Exagero compreensível quando se tratava de relatar um evento destinado a glorificar as
coisas da fé! O objetivo das tropas não deixava qualquer margem de dúvida: derrotar os
hereges que pululavam nas cidades e fortalezas situadas no Viscondado de Béziers e
Carcassonne e no condado de Toulouse.
Entre os que tomaram a cruz de Cristo para lutar em seu nome estavam importantes
feudatários do rei Filipe Augusto, como Eudes III, duque da Borganha, Hervé IV, conde de
Nevers e Gaucher de Chantillon, conde de Saint Pol. Havia também representantes da elite
eclesiástica do tempo: o arcebispo de Sens e o arcebispo de Bourdeaux, os bispos de Autun,
de Clermont e de Nevers, os bispos de Cahors e de Agen. Depois, alinhavam-se os grandes
barões e destacados cavaleiros, entre os quais Guilherme de Roches (senescal de Anjou), o
conde de Bar-sur-Seine, Gaucher de Joigny, Guichard de Beaujeau; ou senhores feudais
menos poderosos, como o conde Simão de Montfort, o conde Gui de Auvergne, o
visconde de Turenne, Bertrand de Cardaillac e o senhor de Gourdon. O exército compunhase
ainda de vassalos dos senhores eclesiásticos e laicos assinalados, de mercenários e
guerreiros a pé. Todos eram liderados pelo legado papal de Inocêncio III chamado Arnaldo
Amauri.
A exigência dos “cavaleiros de Cristo” era uma só: que os moradores de Béziers - a
primeira cidade a ser atacada - entregassem os hereges que ali encontravam guarida.
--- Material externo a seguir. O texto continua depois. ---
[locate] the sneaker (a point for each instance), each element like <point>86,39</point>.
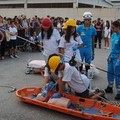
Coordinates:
<point>117,97</point>
<point>11,56</point>
<point>109,90</point>
<point>16,56</point>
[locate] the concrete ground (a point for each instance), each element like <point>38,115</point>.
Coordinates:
<point>12,72</point>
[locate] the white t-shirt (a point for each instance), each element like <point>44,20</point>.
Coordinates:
<point>78,82</point>
<point>51,45</point>
<point>68,51</point>
<point>13,30</point>
<point>107,32</point>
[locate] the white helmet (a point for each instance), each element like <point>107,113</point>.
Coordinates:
<point>87,15</point>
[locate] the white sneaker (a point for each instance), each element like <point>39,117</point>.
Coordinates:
<point>16,56</point>
<point>11,56</point>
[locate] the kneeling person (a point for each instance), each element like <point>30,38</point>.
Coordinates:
<point>70,75</point>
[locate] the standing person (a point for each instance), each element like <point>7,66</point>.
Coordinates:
<point>70,75</point>
<point>13,39</point>
<point>50,38</point>
<point>3,42</point>
<point>107,33</point>
<point>70,42</point>
<point>113,61</point>
<point>99,28</point>
<point>87,33</point>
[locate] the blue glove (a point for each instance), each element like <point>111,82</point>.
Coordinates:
<point>93,55</point>
<point>75,47</point>
<point>56,95</point>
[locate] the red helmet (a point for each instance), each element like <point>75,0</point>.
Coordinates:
<point>46,23</point>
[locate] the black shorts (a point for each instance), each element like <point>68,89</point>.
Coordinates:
<point>13,44</point>
<point>84,94</point>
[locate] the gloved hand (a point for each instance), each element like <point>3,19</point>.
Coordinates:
<point>56,95</point>
<point>93,55</point>
<point>51,86</point>
<point>75,47</point>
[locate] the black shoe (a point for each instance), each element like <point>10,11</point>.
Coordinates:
<point>117,97</point>
<point>109,90</point>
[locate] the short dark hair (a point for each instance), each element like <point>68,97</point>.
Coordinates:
<point>116,23</point>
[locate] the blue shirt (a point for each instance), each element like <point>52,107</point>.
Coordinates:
<point>86,34</point>
<point>115,48</point>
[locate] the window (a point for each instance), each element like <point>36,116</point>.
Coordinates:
<point>50,5</point>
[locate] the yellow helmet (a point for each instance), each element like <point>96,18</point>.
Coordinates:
<point>71,22</point>
<point>53,63</point>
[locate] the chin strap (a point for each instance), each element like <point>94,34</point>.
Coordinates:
<point>73,62</point>
<point>13,89</point>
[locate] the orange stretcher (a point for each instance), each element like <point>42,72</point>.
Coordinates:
<point>88,109</point>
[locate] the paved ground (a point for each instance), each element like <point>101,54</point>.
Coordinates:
<point>12,72</point>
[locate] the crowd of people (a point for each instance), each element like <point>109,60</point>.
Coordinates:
<point>66,44</point>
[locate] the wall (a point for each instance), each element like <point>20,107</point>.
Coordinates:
<point>104,13</point>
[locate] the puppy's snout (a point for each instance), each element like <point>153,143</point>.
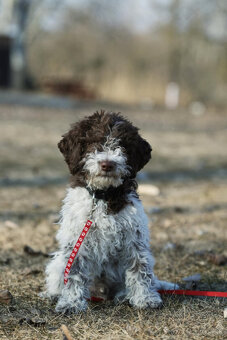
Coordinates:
<point>107,166</point>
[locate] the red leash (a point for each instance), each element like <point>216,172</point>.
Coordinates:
<point>193,292</point>
<point>171,292</point>
<point>75,250</point>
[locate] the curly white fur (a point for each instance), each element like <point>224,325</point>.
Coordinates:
<point>117,245</point>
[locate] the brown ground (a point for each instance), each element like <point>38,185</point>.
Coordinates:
<point>188,219</point>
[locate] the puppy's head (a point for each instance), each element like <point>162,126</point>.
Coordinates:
<point>104,149</point>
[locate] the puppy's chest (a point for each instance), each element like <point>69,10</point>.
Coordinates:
<point>110,230</point>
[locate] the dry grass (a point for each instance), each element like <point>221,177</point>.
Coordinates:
<point>188,166</point>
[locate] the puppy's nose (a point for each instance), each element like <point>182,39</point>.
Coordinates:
<point>107,166</point>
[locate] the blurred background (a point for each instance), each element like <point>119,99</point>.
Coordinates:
<point>161,53</point>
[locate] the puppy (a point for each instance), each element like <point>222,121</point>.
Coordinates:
<point>104,152</point>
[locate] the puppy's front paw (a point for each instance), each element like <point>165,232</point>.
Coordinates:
<point>153,300</point>
<point>70,308</point>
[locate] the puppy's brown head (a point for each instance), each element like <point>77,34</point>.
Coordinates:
<point>104,149</point>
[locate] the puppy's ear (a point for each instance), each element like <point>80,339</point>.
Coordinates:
<point>71,148</point>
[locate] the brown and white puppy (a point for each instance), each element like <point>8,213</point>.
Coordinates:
<point>104,152</point>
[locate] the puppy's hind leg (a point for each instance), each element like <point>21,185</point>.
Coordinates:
<point>55,275</point>
<point>140,279</point>
<point>75,293</point>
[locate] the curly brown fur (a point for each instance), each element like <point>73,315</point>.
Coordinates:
<point>90,134</point>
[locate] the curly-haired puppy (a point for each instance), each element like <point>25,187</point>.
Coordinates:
<point>104,152</point>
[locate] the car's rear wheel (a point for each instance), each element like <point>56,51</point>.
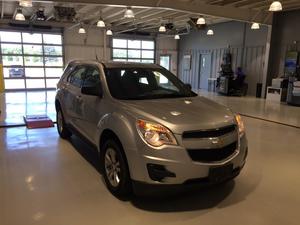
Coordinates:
<point>115,169</point>
<point>62,129</point>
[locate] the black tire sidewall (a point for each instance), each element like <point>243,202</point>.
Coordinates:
<point>123,188</point>
<point>65,133</point>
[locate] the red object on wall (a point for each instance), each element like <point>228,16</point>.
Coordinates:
<point>38,121</point>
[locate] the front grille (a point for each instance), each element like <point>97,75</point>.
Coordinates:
<point>209,133</point>
<point>212,154</point>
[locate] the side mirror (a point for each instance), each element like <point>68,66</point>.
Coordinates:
<point>188,86</point>
<point>92,90</point>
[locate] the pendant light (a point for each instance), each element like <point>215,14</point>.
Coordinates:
<point>210,32</point>
<point>109,32</point>
<point>201,21</point>
<point>19,15</point>
<point>129,14</point>
<point>162,28</point>
<point>255,26</point>
<point>25,3</point>
<point>100,23</point>
<point>177,37</point>
<point>275,6</point>
<point>81,30</point>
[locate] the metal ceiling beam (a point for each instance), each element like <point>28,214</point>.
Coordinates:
<point>228,12</point>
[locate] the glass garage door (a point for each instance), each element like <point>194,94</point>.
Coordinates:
<point>31,61</point>
<point>133,50</point>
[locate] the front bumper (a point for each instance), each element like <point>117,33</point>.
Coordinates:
<point>180,167</point>
<point>142,188</point>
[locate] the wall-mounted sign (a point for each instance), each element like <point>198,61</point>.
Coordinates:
<point>291,61</point>
<point>187,62</point>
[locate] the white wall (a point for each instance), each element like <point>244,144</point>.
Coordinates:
<point>246,46</point>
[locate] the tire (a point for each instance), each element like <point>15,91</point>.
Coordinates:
<point>115,169</point>
<point>62,129</point>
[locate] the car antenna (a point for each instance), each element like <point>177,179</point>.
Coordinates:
<point>96,56</point>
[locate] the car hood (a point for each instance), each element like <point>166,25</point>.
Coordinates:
<point>182,114</point>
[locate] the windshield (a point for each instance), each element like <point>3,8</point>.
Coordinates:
<point>145,83</point>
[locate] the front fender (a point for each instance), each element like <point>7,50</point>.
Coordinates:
<point>124,127</point>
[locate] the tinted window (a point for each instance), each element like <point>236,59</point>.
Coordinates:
<point>77,76</point>
<point>145,83</point>
<point>92,77</point>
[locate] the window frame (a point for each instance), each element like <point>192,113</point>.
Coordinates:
<point>141,49</point>
<point>43,55</point>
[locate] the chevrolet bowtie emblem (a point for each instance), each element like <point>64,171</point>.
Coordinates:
<point>217,141</point>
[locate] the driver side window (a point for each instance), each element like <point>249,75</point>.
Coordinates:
<point>76,77</point>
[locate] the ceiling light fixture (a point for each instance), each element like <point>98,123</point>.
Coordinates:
<point>19,15</point>
<point>275,6</point>
<point>162,28</point>
<point>25,3</point>
<point>255,26</point>
<point>81,30</point>
<point>40,15</point>
<point>100,23</point>
<point>177,37</point>
<point>201,21</point>
<point>129,14</point>
<point>210,32</point>
<point>109,32</point>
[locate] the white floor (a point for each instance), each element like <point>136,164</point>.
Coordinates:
<point>46,180</point>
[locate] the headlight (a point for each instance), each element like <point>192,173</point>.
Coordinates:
<point>155,134</point>
<point>241,125</point>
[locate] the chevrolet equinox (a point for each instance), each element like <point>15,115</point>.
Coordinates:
<point>150,129</point>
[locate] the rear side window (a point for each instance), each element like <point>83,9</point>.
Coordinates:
<point>77,76</point>
<point>92,77</point>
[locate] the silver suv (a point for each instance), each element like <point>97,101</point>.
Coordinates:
<point>149,128</point>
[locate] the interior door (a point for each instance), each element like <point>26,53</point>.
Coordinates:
<point>72,94</point>
<point>91,110</point>
<point>165,61</point>
<point>204,70</point>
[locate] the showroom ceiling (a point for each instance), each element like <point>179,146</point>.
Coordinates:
<point>149,14</point>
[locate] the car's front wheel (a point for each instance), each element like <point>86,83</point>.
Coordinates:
<point>115,169</point>
<point>62,129</point>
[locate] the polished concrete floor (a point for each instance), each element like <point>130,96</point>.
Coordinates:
<point>15,105</point>
<point>46,180</point>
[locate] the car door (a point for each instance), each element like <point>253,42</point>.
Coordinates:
<point>73,94</point>
<point>91,110</point>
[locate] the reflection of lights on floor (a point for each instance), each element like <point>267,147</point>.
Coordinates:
<point>38,216</point>
<point>29,181</point>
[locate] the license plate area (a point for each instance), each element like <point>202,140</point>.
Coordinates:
<point>220,173</point>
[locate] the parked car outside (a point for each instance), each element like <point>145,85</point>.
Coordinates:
<point>150,129</point>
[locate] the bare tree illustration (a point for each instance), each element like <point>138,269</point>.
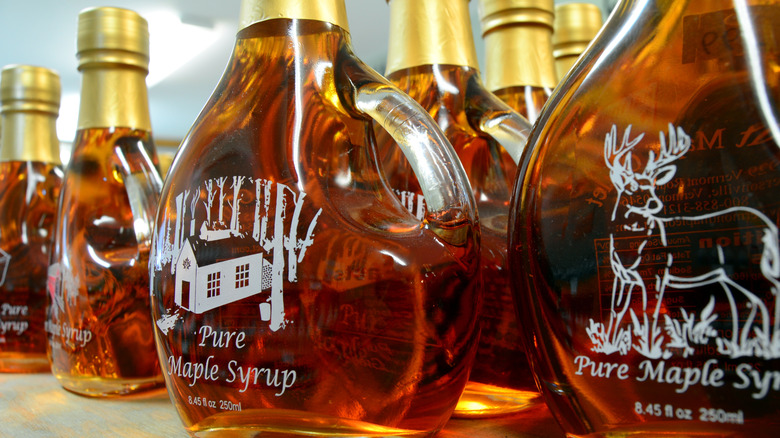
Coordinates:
<point>221,184</point>
<point>209,202</point>
<point>235,204</point>
<point>193,205</point>
<point>262,204</point>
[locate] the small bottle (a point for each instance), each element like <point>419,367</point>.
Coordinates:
<point>644,244</point>
<point>432,58</point>
<point>292,292</point>
<point>576,24</point>
<point>30,181</point>
<point>519,65</point>
<point>98,319</point>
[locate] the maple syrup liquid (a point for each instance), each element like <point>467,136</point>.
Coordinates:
<point>643,236</point>
<point>292,293</point>
<point>501,381</point>
<point>28,205</point>
<point>98,322</point>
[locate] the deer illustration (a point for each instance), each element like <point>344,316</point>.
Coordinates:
<point>754,329</point>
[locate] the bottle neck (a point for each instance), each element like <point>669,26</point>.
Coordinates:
<point>529,48</point>
<point>114,96</point>
<point>29,136</point>
<point>330,11</point>
<point>430,32</point>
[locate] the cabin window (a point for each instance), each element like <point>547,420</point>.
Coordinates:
<point>242,276</point>
<point>213,284</point>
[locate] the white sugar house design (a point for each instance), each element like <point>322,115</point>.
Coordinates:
<point>213,273</point>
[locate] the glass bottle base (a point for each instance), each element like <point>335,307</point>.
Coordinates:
<point>480,401</point>
<point>103,387</point>
<point>285,423</point>
<point>24,363</point>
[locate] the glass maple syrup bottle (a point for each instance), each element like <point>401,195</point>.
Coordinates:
<point>30,180</point>
<point>575,26</point>
<point>292,293</point>
<point>432,58</point>
<point>98,320</point>
<point>519,65</point>
<point>644,228</point>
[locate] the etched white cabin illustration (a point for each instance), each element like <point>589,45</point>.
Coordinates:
<point>210,274</point>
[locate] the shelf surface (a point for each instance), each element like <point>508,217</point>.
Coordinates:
<point>34,405</point>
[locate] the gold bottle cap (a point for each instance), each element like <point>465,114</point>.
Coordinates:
<point>575,26</point>
<point>29,103</point>
<point>495,13</point>
<point>29,88</point>
<point>427,32</point>
<point>331,11</point>
<point>110,35</point>
<point>518,43</point>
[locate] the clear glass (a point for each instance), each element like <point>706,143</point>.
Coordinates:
<point>501,381</point>
<point>644,226</point>
<point>99,323</point>
<point>28,205</point>
<point>292,293</point>
<point>527,100</point>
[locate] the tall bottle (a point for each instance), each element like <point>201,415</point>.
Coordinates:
<point>98,319</point>
<point>432,58</point>
<point>644,231</point>
<point>519,65</point>
<point>292,292</point>
<point>30,181</point>
<point>576,24</point>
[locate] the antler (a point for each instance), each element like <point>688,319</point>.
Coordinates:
<point>619,159</point>
<point>679,144</point>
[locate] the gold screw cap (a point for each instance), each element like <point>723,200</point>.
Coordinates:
<point>495,13</point>
<point>29,88</point>
<point>108,35</point>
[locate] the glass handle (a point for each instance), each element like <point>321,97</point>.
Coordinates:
<point>441,176</point>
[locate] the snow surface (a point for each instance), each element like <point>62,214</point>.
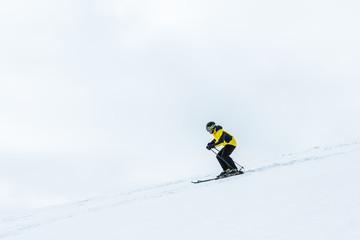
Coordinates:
<point>309,195</point>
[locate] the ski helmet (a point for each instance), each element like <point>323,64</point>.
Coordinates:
<point>210,126</point>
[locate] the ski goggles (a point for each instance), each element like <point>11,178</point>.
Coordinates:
<point>210,128</point>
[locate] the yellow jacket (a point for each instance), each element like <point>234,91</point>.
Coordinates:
<point>222,138</point>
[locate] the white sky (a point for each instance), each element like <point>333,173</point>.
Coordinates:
<point>94,93</point>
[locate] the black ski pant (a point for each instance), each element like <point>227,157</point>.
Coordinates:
<point>224,157</point>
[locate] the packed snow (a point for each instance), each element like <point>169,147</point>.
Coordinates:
<point>312,194</point>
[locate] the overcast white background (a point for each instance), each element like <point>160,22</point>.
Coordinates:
<point>97,94</point>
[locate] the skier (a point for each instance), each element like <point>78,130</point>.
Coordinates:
<point>223,138</point>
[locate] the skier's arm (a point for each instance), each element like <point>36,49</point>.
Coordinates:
<point>212,142</point>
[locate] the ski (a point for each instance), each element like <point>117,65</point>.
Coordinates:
<point>215,178</point>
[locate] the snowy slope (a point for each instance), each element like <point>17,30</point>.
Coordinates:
<point>309,195</point>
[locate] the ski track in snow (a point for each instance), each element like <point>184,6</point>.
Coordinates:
<point>19,224</point>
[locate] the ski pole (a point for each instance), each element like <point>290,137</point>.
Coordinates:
<point>241,167</point>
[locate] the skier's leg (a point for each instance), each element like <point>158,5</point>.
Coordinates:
<point>223,165</point>
<point>227,150</point>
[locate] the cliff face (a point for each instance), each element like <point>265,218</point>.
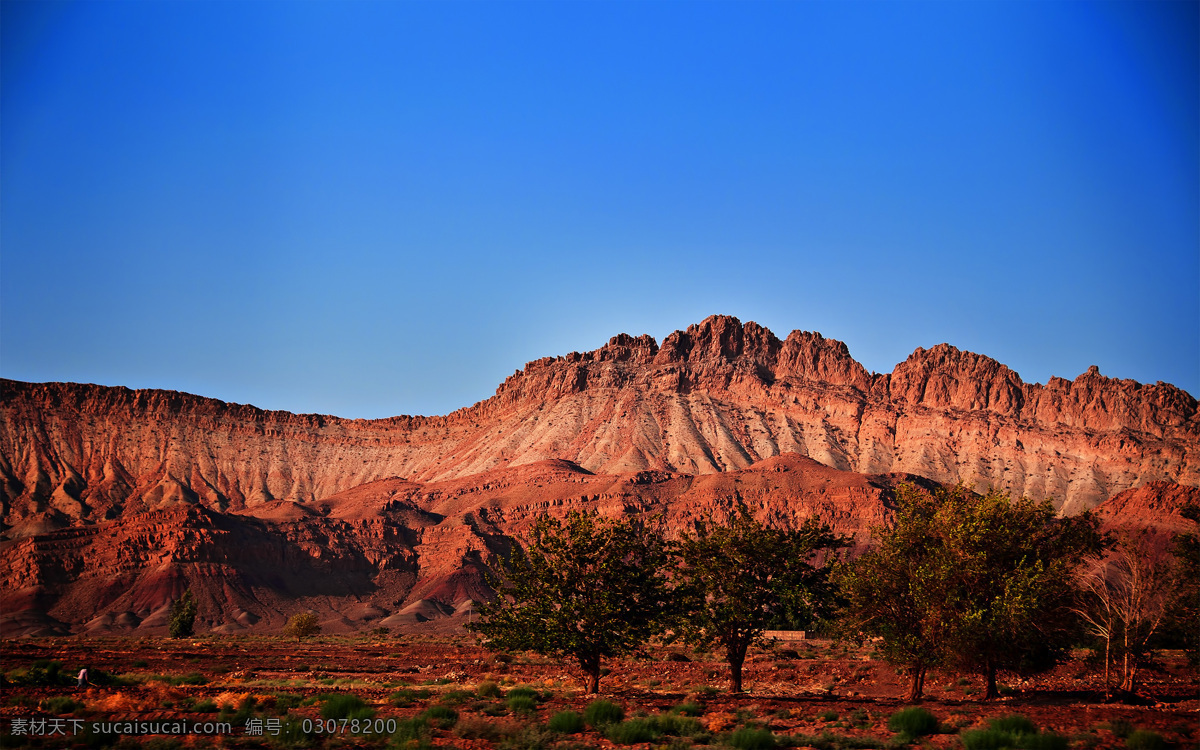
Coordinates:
<point>391,552</point>
<point>717,397</point>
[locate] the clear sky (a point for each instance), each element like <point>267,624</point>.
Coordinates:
<point>369,209</point>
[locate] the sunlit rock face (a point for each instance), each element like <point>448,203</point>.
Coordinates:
<point>114,501</point>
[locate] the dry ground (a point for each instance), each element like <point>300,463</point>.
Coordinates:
<point>813,693</point>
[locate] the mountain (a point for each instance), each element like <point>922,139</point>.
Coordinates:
<point>717,397</point>
<point>115,501</point>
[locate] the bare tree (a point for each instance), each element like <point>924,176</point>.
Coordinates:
<point>1125,597</point>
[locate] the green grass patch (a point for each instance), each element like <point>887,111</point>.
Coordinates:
<point>749,738</point>
<point>633,732</point>
<point>567,723</point>
<point>441,717</point>
<point>345,706</point>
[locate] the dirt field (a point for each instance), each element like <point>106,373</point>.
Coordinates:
<point>808,694</point>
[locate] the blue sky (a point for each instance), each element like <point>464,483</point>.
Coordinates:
<point>369,209</point>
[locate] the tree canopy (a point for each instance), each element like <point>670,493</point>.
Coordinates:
<point>736,579</point>
<point>181,616</point>
<point>586,588</point>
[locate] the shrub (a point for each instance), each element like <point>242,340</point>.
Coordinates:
<point>1013,724</point>
<point>487,689</point>
<point>61,705</point>
<point>567,723</point>
<point>522,705</point>
<point>181,616</point>
<point>912,721</point>
<point>522,693</point>
<point>457,697</point>
<point>673,725</point>
<point>292,735</point>
<point>1044,741</point>
<point>191,678</point>
<point>631,732</point>
<point>442,717</point>
<point>205,707</point>
<point>603,713</point>
<point>46,672</point>
<point>531,737</point>
<point>403,699</point>
<point>345,706</point>
<point>749,738</point>
<point>1145,739</point>
<point>483,729</point>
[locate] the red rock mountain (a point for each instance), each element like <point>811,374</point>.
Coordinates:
<point>113,501</point>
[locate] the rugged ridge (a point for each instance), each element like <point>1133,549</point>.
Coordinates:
<point>391,552</point>
<point>715,397</point>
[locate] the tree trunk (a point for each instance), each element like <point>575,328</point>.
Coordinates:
<point>591,666</point>
<point>736,654</point>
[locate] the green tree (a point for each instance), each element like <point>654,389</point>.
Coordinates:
<point>586,588</point>
<point>301,625</point>
<point>736,580</point>
<point>1123,599</point>
<point>181,616</point>
<point>972,582</point>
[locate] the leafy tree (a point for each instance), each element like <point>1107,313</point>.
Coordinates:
<point>737,579</point>
<point>301,625</point>
<point>181,616</point>
<point>973,582</point>
<point>894,592</point>
<point>586,588</point>
<point>1185,611</point>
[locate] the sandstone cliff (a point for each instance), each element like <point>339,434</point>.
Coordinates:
<point>391,553</point>
<point>717,397</point>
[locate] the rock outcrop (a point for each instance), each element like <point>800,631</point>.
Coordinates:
<point>388,553</point>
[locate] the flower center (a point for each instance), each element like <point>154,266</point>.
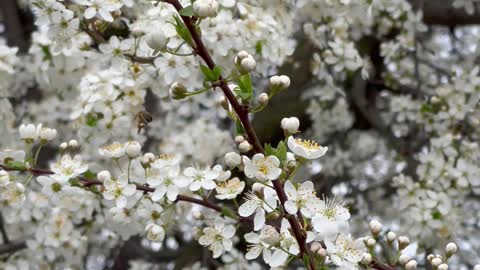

O
bispo local serviu de intermediário entre os recém-chegados e os habitantes, uma vez que o
senhor feudal da localidade, Raimundo Rogério Trencavel, abandonara a localidade e
* Conferência apresentada no Seminário Guerra Santa e Cristandade na Idade Média, promovido pelo GT de
Estudos Medievais, em 10/08/2000.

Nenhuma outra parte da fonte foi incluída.